Al-Sunut had also been a popular leisure spot for Khartoum residents.

"We used to come in groups to study and have a good time," recalls Adam Hafiz Ibrahim, a student at Omdurman Islamic University.

Today, wood gatherers have supplanted the usual walkers. Disregarding army notices alerting them to landmines, men and women traverse the dry, open ground that now stands where the ancient forest once grew.

"We're not cutting the trees. We just pick up whatever wood's already on the ground to use for the fire," said Nafisa, a woman in her forties navigating the dry grasslands.

"We found the trees down.

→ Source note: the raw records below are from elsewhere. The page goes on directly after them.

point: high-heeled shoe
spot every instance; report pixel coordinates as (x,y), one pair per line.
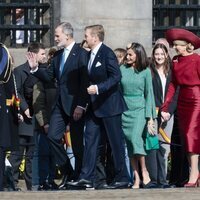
(192,185)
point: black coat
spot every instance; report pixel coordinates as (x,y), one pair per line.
(8,117)
(105,73)
(158,91)
(25,82)
(72,84)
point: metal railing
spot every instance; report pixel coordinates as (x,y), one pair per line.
(35,25)
(175,14)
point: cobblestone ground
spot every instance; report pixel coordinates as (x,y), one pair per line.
(144,194)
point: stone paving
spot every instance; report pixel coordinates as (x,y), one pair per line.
(145,194)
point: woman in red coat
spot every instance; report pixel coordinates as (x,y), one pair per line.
(186,74)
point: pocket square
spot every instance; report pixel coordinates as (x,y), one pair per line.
(98,64)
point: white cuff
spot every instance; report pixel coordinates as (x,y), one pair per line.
(34,70)
(97,89)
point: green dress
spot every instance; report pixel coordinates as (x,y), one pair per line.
(138,93)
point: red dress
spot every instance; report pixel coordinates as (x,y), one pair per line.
(186,74)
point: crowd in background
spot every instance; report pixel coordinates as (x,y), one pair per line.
(126,119)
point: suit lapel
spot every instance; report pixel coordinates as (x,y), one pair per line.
(97,58)
(70,58)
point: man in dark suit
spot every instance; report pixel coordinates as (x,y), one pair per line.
(24,83)
(8,111)
(69,68)
(104,111)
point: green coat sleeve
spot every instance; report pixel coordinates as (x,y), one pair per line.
(149,96)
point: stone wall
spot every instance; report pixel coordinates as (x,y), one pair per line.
(124,21)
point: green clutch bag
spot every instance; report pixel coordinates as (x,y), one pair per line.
(151,142)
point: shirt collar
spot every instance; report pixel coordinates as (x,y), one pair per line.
(96,49)
(69,48)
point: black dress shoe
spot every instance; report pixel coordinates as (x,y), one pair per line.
(44,186)
(118,185)
(149,185)
(63,184)
(82,183)
(101,186)
(53,185)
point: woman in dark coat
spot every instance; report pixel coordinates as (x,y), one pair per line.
(8,110)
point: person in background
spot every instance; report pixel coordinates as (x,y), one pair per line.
(104,111)
(121,54)
(24,83)
(157,160)
(136,86)
(43,100)
(69,68)
(9,110)
(186,75)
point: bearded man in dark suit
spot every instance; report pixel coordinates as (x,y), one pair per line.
(69,68)
(104,111)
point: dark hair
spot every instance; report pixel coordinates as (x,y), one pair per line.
(167,63)
(34,47)
(67,28)
(141,56)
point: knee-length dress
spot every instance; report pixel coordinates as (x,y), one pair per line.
(138,94)
(186,74)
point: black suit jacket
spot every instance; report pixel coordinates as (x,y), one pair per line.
(106,75)
(8,117)
(73,82)
(23,76)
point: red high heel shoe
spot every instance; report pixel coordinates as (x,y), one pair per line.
(196,184)
(190,185)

We collect the wood to sell to bakeries and families," said Mohamed Zakaria, a construction worker who lost his job because of the war.

Experts say that the economic hardship caused by the war combined with a lack of enforcement has encouraged logging.

"The logging continues, because those responsible for forest protection cannot access many areas," said Mousa el-Sofori, head of Sudan's Forests National Corporation.

Efforts to replant acacias are underway, Tayeb of the Khartoum forestry administration said, but seedlings grow slowly and can take years to mature.

Restoring the lost woodlands would be "long and costly", said Sofori.

"Some of these forests were centuries old," he added.